La lotta per il potere alla Casa Bianca: il caos come metodo?
Il Trono di Spade, nonostante la sua ambientazione fantastica, è forse il prodotto culturale attuale che descrive in maniera più precisa le dinamiche del potere. Nel terzo episodio della seconda stagione abbiamo un perfetto esempio. Varys, lo scaltro consigliere di corte, pone un indovinello al nano Tyrion Lannister, fratello della regina, su chi tra un gruppo di individui possegga il vero potere. è forse il re, che presiede al diritto? O il prete, che governa le coscienze? Oppure, è l’uomo più ricco del gruppo a detenere il vero potere, quello d’acquisto? O è infine il mercenario, che non ha né corona, né autorità spirituale, né ricchezze, ma porta la spada, e ha quindi facoltà di vita e di morte? La risposta: “Il potere è una cosa curiosa: risiede dove gli uomini pensano che risieda. è un’ombra sul muro. E anche un uomo molto piccolo può proiettare una grande ombra”.

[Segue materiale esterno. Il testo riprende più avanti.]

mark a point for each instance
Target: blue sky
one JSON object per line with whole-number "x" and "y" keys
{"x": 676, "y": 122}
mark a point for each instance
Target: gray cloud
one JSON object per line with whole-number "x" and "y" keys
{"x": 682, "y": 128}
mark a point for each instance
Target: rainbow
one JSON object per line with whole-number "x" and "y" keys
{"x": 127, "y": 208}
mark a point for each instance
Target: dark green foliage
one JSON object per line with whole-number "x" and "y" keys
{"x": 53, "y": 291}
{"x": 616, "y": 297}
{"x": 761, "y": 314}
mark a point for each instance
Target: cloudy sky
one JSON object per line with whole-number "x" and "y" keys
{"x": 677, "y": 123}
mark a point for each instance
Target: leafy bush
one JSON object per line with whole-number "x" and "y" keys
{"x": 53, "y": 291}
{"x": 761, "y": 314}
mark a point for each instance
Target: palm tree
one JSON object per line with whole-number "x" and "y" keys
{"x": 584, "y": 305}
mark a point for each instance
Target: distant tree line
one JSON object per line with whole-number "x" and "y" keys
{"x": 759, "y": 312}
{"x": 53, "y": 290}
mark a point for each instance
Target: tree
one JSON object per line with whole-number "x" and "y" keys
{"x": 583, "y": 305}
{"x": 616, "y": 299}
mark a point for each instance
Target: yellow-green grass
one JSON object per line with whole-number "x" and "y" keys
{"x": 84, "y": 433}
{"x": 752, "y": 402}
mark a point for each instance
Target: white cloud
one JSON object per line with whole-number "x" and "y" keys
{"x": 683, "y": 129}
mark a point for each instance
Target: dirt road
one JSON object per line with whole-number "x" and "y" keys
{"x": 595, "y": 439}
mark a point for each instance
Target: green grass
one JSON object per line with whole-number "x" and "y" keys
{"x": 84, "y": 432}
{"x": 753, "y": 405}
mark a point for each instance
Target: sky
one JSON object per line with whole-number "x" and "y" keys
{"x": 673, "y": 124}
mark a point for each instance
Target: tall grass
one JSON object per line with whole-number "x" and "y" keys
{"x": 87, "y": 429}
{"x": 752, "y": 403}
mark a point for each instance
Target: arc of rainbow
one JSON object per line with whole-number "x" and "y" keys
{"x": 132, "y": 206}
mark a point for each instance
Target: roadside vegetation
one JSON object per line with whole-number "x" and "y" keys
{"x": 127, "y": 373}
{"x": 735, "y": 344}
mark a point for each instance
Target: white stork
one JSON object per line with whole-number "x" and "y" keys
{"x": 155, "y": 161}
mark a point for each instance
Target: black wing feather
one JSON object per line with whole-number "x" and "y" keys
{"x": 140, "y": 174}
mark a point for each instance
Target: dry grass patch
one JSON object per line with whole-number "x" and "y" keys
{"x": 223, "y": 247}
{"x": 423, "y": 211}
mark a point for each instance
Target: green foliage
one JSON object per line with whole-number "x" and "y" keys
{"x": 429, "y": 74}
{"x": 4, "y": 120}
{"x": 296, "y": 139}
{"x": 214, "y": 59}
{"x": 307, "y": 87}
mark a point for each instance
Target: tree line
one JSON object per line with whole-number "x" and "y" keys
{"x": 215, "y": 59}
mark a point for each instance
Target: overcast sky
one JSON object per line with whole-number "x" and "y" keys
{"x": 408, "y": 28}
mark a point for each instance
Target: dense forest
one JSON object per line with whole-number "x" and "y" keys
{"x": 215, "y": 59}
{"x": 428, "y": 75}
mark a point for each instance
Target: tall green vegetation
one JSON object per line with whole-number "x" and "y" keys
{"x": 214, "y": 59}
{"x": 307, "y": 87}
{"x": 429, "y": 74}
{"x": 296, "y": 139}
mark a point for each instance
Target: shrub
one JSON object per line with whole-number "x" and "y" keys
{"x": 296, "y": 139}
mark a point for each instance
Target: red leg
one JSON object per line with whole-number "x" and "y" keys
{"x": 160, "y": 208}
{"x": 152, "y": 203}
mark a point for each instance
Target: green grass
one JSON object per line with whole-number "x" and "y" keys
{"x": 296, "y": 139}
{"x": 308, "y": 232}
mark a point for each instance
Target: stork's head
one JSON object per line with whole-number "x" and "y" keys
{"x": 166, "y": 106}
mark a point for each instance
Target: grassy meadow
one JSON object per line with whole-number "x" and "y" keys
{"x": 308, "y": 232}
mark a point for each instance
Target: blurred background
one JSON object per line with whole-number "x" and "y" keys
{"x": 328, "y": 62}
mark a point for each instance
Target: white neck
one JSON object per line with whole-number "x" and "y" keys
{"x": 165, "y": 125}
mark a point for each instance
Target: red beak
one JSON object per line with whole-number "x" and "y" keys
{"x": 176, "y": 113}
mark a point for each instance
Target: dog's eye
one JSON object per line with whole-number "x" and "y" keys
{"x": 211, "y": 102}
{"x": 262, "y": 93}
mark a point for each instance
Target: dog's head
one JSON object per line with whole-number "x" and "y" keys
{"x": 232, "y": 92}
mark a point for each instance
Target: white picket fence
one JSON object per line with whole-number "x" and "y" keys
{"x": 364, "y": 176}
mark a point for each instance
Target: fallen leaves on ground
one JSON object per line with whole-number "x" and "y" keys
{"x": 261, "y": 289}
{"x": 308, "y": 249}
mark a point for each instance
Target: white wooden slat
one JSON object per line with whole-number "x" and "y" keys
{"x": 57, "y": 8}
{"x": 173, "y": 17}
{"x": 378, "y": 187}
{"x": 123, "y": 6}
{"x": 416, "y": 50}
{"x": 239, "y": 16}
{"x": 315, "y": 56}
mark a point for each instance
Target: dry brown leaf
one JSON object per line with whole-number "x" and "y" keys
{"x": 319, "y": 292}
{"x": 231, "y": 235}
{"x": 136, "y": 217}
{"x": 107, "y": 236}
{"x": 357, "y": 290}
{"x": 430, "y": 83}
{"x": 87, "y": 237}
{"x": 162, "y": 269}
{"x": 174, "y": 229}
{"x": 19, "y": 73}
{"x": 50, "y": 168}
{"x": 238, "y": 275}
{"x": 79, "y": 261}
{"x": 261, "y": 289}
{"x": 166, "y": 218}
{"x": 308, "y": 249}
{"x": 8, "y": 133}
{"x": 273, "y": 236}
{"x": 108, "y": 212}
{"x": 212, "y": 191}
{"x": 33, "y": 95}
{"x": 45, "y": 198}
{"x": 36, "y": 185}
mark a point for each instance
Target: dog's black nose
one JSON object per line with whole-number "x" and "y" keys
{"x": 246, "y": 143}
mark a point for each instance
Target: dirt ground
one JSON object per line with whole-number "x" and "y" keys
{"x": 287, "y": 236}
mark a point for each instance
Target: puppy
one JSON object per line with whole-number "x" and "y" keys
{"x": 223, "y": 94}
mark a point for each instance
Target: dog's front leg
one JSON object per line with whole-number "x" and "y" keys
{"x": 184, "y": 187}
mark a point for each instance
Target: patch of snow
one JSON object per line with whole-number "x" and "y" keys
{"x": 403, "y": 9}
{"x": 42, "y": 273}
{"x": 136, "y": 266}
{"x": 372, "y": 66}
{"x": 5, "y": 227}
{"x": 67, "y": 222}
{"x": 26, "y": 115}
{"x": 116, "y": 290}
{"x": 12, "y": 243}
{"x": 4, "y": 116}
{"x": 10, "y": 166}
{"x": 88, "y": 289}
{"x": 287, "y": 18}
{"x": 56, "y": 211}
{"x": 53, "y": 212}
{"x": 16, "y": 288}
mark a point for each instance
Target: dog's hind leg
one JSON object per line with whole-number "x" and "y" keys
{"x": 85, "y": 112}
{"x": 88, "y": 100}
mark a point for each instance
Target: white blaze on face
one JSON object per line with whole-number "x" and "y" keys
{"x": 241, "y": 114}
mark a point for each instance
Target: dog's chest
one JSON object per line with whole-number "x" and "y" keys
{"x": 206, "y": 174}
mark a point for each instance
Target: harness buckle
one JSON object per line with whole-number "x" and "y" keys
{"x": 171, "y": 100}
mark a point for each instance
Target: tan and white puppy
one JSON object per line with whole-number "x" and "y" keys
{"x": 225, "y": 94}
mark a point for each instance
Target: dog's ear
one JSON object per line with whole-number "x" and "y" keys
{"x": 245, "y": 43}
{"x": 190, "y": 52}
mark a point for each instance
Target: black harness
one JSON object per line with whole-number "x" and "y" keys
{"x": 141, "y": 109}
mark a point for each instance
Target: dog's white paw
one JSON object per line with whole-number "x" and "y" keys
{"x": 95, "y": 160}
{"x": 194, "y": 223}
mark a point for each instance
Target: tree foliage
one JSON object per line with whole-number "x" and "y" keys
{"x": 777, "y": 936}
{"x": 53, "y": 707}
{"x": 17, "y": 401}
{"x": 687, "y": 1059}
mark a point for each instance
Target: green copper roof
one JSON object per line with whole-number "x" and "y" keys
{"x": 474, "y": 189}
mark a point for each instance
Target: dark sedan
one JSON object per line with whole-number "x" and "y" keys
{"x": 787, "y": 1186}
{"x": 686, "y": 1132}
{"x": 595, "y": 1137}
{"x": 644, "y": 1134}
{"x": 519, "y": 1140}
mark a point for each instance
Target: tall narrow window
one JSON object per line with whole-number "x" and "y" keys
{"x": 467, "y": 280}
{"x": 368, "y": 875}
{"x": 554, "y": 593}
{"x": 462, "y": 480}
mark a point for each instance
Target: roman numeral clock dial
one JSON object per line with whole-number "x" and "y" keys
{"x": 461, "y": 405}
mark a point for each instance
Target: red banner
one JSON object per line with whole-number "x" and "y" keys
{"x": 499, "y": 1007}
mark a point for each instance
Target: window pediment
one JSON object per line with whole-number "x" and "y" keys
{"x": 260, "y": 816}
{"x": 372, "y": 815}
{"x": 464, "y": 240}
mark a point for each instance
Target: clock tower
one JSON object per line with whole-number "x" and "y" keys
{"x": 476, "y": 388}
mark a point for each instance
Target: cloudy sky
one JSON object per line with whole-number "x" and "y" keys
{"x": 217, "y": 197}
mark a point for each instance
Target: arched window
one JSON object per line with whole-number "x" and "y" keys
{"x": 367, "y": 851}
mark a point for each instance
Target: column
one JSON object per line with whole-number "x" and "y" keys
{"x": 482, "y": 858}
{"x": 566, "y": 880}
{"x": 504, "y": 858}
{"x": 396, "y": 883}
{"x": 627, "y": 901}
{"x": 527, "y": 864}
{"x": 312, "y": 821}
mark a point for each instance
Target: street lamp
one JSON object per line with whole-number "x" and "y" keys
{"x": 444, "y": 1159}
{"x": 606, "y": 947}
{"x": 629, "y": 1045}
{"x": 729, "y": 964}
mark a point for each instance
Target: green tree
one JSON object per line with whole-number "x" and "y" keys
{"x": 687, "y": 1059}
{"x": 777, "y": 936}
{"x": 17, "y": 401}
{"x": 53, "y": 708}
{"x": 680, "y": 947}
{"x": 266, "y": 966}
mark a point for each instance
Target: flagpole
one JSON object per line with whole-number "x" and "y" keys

Raramente questo carattere mutevole del potere si è rivelato in modo più chiaro che all’interno della Casa Bianca di Donald Trump. è come se l’attuale Presidente, entrato a Washington da outsider, avesse lasciato da parte tutte le consuetudini stabilite negli anni per che razionalizzavano lo scontro tra le personalità “di corte” e rendevano il Presidente pienamente commander in chief. Al loro posto, via libera agli animal spirits della competizione tra individui alla ricerca di influenza ai più alti livelli del governo.
Il risultato? Una Casa Bianca che fin dai suoi primi giorni è stata caratterizzata da una perenne confusione. Continui licenziamenti e cambi di ruolo hanno accompagnato una sostanziale inconsistenza di policy, che ha portato a fallimenti – come nel caso della mancata abolizione dell’Obamacare – o a coups de théâtre, in politica estera come in politica interna. Tutto ciò, mentre ogni giorno si susseguono soffiate alla stampa e scandali sempre più consistenti.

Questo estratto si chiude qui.